Gulmhamad Sheikh’s ‘Dreaming with Give’ | Photo Credit: Courtesy: Gulmohamad Sheikh and Vaadehra Art Gallery
“I am actually a sucking for permanent values ​​in art, and for past sites. An artist will ignore them in his crisis. It is important to identify with this ‘eternal’ stream is important to identify what is important and what is not. Viven gossip!
As friend and senior artist Nilima Sheikh said, the sharpness of the observation of the Give was quite remarkable. “As artists when we talk to each other, we expect to be understood. But Give, because he was also a writer who could enter an artistic work with acumen and sympathy. She had a way to bite through a luxurious”, she says.
Marine drive memories
Pointing to unusual laughter on the inauguration day, Sudhir Patwordon said that any meeting with Give always laughed a lot. Sudhir, who went directly from Pune’s Medical College to Mumbai, to live in a city where exhibitions and meetings with fellow artists were likely to be more often, met Giv, a young doctor.

Sudhir Patwordon’s ‘Marine Drive’ | Photo Credit: Courtesy: Sudhir Patwordan and Promise Art Gallery
As a tribute to his friend, his painting is the title of ‘Marine Drive’ and shows two friends sitting on the sea shore late and a free-shabling chat. Sudhir says that he would meet in Marine Drive for some quiet time, when Give closed his GP Clinic on Lamington Road for the day, while Sudhir came from Thane before taking back the last train from VT station.
Atul Dodia chose to share his series of paintings on ‘Nayyar’ made for scholar David Shulman, from whom he met through GIV. But it was a painting called ‘Laughter’, in which one half of a human skull and one and a give laughter were used which opens many stories. Dodia indicates the famous attraction of Give with death and decay of human body. “He is probably the only painter who has painted ‘death’ in so many ways,” says Dodia.
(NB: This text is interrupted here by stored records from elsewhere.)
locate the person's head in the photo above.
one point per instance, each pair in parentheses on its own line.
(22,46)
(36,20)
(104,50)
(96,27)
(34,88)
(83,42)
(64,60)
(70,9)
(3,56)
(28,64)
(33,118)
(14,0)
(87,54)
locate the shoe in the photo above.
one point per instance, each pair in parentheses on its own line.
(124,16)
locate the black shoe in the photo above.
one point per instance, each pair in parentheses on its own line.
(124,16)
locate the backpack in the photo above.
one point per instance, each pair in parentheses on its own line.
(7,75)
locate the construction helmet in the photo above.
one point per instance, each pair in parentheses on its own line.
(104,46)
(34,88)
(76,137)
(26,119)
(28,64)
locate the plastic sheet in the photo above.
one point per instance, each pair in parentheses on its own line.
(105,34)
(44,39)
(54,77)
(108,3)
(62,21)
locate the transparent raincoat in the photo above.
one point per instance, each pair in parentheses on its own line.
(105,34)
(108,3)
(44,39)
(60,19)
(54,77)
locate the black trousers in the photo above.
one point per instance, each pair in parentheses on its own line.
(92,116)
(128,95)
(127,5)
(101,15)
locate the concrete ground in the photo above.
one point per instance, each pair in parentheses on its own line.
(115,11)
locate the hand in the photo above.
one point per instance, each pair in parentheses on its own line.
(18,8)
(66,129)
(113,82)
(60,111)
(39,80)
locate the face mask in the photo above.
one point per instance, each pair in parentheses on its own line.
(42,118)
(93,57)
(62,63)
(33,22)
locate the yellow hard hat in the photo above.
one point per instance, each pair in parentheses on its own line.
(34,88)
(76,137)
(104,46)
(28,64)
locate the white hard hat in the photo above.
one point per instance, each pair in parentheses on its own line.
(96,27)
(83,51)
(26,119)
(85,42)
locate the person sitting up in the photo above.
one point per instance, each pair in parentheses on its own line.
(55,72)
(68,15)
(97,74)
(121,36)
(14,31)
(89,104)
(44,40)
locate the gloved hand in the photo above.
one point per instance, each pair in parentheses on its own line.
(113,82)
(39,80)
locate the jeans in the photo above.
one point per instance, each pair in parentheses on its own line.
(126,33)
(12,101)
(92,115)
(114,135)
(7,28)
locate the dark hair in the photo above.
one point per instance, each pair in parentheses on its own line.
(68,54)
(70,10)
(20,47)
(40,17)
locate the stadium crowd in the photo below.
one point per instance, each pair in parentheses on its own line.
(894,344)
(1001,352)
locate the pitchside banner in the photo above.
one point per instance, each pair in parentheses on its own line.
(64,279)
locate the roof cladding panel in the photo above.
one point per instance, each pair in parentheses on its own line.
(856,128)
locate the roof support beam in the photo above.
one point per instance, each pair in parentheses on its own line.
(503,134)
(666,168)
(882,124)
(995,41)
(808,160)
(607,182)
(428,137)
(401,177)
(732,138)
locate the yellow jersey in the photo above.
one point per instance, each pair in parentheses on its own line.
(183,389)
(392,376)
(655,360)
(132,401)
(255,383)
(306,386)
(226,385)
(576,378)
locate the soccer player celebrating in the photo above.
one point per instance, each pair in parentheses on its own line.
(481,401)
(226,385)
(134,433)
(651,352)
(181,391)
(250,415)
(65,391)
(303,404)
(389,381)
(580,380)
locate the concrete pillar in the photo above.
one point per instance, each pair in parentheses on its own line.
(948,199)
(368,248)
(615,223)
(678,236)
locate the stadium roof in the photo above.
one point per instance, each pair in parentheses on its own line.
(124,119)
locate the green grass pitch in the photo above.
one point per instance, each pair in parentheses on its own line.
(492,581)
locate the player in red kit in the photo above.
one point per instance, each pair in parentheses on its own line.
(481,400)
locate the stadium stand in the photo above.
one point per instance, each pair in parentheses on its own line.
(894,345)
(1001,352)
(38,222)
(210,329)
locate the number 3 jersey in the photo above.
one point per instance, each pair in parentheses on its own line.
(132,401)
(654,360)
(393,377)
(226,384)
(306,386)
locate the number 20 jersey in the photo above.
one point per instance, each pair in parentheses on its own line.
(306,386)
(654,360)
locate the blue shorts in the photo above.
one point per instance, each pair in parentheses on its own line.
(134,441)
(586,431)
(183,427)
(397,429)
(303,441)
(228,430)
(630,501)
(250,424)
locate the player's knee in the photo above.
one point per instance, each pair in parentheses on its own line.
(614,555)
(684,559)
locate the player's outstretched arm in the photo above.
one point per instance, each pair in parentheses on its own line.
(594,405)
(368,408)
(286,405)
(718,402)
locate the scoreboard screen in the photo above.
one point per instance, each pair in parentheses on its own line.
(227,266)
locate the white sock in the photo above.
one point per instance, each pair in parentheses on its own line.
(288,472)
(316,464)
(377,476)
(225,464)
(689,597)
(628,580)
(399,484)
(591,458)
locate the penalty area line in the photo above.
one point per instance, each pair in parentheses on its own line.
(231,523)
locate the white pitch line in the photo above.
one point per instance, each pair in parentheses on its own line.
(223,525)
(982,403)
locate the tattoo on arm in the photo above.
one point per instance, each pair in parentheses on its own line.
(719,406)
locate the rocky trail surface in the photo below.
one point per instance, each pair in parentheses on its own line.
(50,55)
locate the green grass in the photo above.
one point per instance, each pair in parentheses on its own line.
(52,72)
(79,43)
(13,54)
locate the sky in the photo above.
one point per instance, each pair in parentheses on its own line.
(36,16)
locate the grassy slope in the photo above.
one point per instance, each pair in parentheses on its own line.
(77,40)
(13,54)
A work from the ink sketch of the Give from the series of dead politicians. , Photo Credit: Special Arrangement
The exhibition had his ink sketches of the ‘dead politicians’ series in the work of Give. “You can say that as a doctor he was ready to think of death, but I think it was more than a very urge -urge -urgent inquiries and was looking to run him,” he says. It was also clear in his famous series of paintings on ‘Wales’ in which self and reflection are examined.
As a young student in JJ School of Art, Dodia says, he took to his clinic in the evening to leave. A decade later, when he contacted a senior artist to write a note for his first single exhibition in Chemold, he agreed to establish another cycle of artistic friendship and possibilities in the city.